Licence To Kill — 20th Anniversary

Twenty years ago, “Licence To Kill” graced silver screens all over the world.

The 16th James Bond film premiered in the UK on June 13th, 1989. The US were given “Licence To Kill” a month later, on July 14th, 1989.

For me, “Licence To Kill” is a very important film, in regards to the world of Bond.

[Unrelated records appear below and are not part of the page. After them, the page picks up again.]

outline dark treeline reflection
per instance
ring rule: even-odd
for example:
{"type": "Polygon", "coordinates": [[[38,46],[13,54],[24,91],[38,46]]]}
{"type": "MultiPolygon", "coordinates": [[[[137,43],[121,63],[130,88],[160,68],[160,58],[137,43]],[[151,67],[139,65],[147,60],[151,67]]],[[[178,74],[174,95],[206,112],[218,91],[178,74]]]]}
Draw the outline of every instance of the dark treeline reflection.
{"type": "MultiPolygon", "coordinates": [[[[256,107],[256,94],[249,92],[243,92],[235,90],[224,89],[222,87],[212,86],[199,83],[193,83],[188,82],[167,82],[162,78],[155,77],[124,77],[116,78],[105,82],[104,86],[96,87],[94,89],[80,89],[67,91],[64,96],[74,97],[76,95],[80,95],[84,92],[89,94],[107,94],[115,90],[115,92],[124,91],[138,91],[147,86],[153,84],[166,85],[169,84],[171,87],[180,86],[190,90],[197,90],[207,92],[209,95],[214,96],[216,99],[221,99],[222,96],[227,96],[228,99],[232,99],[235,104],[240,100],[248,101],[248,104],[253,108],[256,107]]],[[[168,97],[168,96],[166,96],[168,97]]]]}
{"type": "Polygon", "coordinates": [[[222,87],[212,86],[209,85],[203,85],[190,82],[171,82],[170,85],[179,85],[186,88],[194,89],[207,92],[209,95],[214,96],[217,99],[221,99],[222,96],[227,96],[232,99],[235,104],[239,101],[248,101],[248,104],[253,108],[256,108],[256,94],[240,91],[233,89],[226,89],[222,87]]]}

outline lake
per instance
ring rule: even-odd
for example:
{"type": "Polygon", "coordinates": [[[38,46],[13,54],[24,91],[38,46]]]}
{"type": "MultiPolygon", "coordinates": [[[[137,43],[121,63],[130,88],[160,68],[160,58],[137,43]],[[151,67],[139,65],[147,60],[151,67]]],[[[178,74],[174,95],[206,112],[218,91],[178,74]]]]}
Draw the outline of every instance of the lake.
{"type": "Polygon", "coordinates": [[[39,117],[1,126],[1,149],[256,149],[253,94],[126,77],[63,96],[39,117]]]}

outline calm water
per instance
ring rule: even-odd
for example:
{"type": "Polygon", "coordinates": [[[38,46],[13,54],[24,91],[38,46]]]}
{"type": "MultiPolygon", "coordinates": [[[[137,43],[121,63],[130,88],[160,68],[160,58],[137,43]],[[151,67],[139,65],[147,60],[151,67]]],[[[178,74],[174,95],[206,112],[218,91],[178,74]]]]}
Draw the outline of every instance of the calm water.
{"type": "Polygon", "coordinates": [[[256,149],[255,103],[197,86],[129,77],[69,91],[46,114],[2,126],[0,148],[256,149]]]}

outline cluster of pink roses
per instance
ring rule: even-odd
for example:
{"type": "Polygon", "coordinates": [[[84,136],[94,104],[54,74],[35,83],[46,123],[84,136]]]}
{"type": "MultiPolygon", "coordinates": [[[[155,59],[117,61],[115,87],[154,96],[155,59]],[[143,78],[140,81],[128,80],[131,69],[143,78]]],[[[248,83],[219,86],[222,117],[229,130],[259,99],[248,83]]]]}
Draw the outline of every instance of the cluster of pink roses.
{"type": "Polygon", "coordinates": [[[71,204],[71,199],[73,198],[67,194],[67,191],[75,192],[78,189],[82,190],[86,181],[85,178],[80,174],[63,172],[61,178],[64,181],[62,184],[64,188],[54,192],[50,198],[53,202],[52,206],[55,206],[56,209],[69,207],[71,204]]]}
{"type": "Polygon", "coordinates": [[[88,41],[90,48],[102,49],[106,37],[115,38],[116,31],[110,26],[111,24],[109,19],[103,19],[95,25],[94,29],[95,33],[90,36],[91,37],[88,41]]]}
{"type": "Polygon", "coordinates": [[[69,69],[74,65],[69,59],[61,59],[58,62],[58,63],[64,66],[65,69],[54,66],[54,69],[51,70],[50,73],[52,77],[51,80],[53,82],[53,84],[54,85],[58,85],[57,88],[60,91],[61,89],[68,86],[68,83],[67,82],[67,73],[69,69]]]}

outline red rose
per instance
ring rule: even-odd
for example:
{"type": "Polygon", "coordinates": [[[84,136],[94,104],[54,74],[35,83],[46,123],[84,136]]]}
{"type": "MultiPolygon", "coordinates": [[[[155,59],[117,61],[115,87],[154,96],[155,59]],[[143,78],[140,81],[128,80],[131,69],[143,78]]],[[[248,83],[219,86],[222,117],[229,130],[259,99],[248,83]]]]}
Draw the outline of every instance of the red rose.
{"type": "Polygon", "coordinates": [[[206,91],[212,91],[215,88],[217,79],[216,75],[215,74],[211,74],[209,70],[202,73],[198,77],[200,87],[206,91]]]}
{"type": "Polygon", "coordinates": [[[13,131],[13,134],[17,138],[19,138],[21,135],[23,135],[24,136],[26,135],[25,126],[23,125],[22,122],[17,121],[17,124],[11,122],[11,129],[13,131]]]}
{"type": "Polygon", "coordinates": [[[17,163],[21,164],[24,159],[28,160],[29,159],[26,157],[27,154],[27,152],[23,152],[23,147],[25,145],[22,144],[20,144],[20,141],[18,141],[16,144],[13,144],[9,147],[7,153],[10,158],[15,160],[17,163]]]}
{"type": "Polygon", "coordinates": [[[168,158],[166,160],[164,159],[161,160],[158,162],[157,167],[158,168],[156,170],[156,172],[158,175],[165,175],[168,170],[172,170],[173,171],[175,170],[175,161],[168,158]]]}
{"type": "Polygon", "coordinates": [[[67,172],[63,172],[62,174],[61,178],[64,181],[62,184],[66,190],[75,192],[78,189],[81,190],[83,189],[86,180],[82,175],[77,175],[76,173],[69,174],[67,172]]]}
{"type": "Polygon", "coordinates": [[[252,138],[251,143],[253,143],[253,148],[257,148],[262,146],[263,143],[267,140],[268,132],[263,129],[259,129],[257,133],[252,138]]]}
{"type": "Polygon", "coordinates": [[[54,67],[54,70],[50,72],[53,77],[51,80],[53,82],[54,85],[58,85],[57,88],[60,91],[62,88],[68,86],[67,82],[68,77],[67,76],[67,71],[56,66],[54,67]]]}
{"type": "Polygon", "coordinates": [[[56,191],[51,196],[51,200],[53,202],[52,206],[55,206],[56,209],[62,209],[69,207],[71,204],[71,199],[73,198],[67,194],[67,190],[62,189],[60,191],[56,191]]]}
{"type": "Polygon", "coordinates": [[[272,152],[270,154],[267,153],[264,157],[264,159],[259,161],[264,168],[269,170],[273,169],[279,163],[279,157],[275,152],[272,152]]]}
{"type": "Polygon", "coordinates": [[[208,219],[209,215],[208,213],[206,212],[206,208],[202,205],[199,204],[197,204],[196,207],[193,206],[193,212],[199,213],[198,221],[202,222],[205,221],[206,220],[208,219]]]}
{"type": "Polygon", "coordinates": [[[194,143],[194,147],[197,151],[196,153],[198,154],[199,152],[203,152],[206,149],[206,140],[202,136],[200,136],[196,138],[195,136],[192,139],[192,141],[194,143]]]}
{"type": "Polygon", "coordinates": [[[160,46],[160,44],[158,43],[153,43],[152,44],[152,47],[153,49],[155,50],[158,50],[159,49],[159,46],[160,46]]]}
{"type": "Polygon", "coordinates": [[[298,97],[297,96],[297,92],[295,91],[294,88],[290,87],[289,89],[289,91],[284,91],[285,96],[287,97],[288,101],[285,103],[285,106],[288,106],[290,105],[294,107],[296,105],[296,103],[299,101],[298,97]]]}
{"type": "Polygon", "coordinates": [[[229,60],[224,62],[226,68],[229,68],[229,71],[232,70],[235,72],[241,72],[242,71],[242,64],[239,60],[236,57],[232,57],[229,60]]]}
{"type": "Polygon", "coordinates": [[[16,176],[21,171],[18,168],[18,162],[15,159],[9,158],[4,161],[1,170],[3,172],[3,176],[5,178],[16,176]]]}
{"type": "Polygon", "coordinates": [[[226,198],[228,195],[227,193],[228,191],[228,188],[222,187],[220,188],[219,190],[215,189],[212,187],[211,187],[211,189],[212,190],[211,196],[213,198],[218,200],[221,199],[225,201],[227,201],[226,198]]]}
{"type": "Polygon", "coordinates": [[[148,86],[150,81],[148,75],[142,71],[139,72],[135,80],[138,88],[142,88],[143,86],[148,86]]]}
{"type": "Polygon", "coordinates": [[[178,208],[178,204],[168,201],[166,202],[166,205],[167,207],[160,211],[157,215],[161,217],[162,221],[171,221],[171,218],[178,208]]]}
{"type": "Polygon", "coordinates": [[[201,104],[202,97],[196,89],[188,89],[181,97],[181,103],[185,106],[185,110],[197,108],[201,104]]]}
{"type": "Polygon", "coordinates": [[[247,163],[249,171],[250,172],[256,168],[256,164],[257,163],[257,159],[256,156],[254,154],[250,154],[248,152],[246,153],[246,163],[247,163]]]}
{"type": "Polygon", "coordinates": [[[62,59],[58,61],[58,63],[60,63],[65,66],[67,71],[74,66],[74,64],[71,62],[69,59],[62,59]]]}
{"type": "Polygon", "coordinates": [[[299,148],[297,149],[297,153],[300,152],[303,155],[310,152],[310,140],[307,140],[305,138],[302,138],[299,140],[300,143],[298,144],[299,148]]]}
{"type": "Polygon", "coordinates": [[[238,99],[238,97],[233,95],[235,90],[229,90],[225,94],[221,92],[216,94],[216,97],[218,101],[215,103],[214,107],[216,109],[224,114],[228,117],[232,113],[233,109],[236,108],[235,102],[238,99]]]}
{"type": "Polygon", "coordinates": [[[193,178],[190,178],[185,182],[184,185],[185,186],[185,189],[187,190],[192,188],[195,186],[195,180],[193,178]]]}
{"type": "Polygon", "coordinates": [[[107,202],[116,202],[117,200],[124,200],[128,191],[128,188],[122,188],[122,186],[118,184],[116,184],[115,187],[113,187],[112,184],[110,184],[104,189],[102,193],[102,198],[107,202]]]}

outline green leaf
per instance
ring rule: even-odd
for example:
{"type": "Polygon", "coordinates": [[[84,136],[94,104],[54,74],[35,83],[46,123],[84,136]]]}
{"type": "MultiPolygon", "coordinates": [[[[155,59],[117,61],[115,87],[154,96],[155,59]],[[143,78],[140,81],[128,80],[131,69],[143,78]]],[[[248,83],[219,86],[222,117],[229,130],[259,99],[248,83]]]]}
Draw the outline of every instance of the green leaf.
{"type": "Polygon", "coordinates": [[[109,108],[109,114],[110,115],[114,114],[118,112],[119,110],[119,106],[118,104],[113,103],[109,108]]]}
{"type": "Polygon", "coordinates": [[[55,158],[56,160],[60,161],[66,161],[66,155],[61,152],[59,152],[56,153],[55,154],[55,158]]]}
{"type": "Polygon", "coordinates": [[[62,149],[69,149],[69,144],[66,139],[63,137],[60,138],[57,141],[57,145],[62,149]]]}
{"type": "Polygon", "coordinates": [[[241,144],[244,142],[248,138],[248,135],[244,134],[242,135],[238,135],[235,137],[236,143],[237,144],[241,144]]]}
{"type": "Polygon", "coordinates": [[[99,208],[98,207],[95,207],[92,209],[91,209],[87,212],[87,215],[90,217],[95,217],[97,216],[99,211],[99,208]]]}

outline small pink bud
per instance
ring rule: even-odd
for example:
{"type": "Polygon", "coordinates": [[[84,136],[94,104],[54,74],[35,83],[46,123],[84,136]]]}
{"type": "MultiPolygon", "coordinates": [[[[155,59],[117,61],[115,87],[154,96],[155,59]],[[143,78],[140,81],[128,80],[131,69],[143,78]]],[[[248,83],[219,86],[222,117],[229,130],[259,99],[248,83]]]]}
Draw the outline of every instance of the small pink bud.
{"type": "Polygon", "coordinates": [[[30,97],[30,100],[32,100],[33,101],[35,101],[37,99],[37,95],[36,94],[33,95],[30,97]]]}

If you’ve read the “About” section of this blog, then you’ll know that “Licence to Kill was my first James Bond film experience. I was in 6th grade when I saw the film – around 11-years-old or so. I ended up taping it on TBS because it was aired past my bed time. The day later, which I believe was a Saturday, I watched the film, and became an instant fan of James Bond. From this point on, I began buying the films on VHS. My second film viewing was Dalton’s first adventure, “The Living Daylights”. Within months, my Bond film collection was complete, and I moved on to conquer the music of the Bond universe. On the topic of Bond music, during the past twenty years, composer of the “Licence To Kill” score, Michael Kamen, sadly passed away at the age of 55.

Coincidently, “Licence To Kill” was released not-too-far after my date of birth, also.

To celebrate the 20th anniversary of “Licence To Kill”, I’ll be providing an in-depth review of it next month, on the anniversary of the film’s US premiere (July 14th).